Saw this post comparing a chart of the dow in 1929 and 2009. There are some stark similarities. Whether this play out in 2010 would be very interesting. A retest and a break of the March 2009 low is a possibility.
I've been looking at the implied volatility (IV)levels of December versus January 2010. The IV levels are about 10% higher in January. This may be a signal that January will be more volatile than December. Normally, you would see a higher front month volatility than the back month. The quarterly OXP weeks tend to be more volatile. I have a RUT 620/630 Vertical call spread on, I'm hoping to exit it when RUT goes below 593 (which is near the week's pivot point).

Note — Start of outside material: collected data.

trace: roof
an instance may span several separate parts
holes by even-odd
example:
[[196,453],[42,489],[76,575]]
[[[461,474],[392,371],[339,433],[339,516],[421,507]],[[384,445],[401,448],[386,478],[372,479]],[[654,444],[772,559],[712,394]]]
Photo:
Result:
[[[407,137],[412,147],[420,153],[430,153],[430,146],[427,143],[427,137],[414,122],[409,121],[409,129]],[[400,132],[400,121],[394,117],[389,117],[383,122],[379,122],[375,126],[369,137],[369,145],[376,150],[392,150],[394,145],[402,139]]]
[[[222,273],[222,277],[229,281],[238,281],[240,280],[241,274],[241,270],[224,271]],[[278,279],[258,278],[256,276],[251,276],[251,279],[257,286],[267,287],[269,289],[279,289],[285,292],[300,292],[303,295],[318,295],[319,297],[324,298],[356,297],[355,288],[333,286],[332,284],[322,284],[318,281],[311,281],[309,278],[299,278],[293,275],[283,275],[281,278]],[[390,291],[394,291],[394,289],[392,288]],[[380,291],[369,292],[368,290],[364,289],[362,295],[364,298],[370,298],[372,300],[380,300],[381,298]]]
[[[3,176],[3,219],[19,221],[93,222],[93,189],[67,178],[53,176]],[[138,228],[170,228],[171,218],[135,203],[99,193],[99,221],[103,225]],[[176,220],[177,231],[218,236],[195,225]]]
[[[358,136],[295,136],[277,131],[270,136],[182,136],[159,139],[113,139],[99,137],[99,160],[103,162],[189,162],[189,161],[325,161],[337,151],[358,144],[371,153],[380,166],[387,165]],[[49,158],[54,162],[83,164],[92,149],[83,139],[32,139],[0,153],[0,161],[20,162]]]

I also saw this post that discusses the very important question of position sizes. The article discusses some important points about the amount of draw-down that is acceptable to you. In other words at what level of loss to your entire portfolio will you get uncomfortable. Something that I've heard from Scott Sheridan (thinkorswim) say was if you're having anxiety or can't sleep because of your open positions, then you're trading too big. You know that your trading size is appropriate when you are not affected emotionally if your open positions turn against you (big assumption is that your have your stop loss levels set). The article also discusses the classic see-saw affect of reward versus risk, which are inversely related. Part of the analysis has to do with your assumptions on the amount of gain and loss for each trade. That will also be a determinant in your position sizing.